Analisando diferentes períodos da história política brasileira é possível perceber a centralidade do Estado no processo de organização do esporte no Brasil. Esta presença forte não deve ser alvo de macro explicações, pois encontra-se permeada por uma pluralidade de interesses e arranjos institucionais de natureza cultural, ideológica, econômica e política, exigindo estudos específicos das práticas mobilizadas em torno do esporte, em suas diversas manifestações: o esporte de alto rendimento e sua realização; as relações de mercado presentes no setor; a indústria de equipamentos e materiais esportivos; o esporte como prática de lazer; a mídia esportiva; o esporte como conteúdo da Educação Física e como prática escolar; o sistema esportivo nacional legalmente institucionalizado, dentre outros.

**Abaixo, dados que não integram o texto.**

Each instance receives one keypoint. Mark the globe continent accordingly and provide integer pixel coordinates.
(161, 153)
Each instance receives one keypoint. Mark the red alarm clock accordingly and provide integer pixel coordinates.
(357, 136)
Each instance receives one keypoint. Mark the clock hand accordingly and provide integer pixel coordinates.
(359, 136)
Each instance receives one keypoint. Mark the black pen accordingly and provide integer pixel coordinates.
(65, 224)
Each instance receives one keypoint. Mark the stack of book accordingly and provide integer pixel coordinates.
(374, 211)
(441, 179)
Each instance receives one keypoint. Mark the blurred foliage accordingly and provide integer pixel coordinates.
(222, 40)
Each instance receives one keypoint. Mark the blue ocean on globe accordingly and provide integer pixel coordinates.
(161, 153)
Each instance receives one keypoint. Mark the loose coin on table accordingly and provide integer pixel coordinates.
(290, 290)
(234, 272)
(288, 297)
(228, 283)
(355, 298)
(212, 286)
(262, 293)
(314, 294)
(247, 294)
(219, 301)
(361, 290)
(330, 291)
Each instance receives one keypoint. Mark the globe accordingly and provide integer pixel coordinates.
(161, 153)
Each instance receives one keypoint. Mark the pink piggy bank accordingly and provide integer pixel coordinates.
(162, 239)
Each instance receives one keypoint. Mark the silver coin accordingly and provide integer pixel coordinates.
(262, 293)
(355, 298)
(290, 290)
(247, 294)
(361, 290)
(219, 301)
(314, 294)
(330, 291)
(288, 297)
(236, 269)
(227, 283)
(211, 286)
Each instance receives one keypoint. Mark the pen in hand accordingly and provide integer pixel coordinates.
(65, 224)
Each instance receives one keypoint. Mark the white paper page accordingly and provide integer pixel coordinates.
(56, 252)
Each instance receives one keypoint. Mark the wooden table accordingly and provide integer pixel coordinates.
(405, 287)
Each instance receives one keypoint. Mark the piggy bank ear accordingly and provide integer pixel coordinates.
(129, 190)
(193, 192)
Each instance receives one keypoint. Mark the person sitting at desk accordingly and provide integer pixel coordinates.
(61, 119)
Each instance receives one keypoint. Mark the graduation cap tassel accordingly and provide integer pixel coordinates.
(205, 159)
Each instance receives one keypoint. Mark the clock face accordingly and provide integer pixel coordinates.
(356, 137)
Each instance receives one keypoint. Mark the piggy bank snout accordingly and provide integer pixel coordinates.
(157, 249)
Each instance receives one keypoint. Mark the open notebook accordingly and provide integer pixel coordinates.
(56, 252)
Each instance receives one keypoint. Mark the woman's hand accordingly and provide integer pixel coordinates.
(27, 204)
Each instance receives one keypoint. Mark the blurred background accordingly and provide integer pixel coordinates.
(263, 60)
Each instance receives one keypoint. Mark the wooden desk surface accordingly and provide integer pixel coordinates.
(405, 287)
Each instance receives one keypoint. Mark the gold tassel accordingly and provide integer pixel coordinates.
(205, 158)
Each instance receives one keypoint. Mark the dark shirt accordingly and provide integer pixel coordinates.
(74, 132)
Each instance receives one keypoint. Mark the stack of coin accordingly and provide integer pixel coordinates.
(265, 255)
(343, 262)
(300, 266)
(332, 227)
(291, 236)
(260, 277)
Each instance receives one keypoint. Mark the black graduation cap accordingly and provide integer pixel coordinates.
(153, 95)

Problematizamos aqui as políticas nacionais para o esporte escolar: o que pretendeu (e pretende) o Estado, pelas ações dos sujeitos e grupos que o constituem, ao propor e realizar programas esportivos escolares? Tentar responder significa analisar as relações conformadas entre duas instituições sociais distintas: a escolar e a esportiva. Ambas possuem lugar de centralidade no modo de organização da sociedade moderna; permeiam a infância e a juventude da maioria das pessoas; são socialmente valorizadas como parte do processo civilizador[2] e, no âmbito da organização histórica dos direitos sociais, o acesso à escola e ao esporte têm sido reivindicados como direitos universais[3].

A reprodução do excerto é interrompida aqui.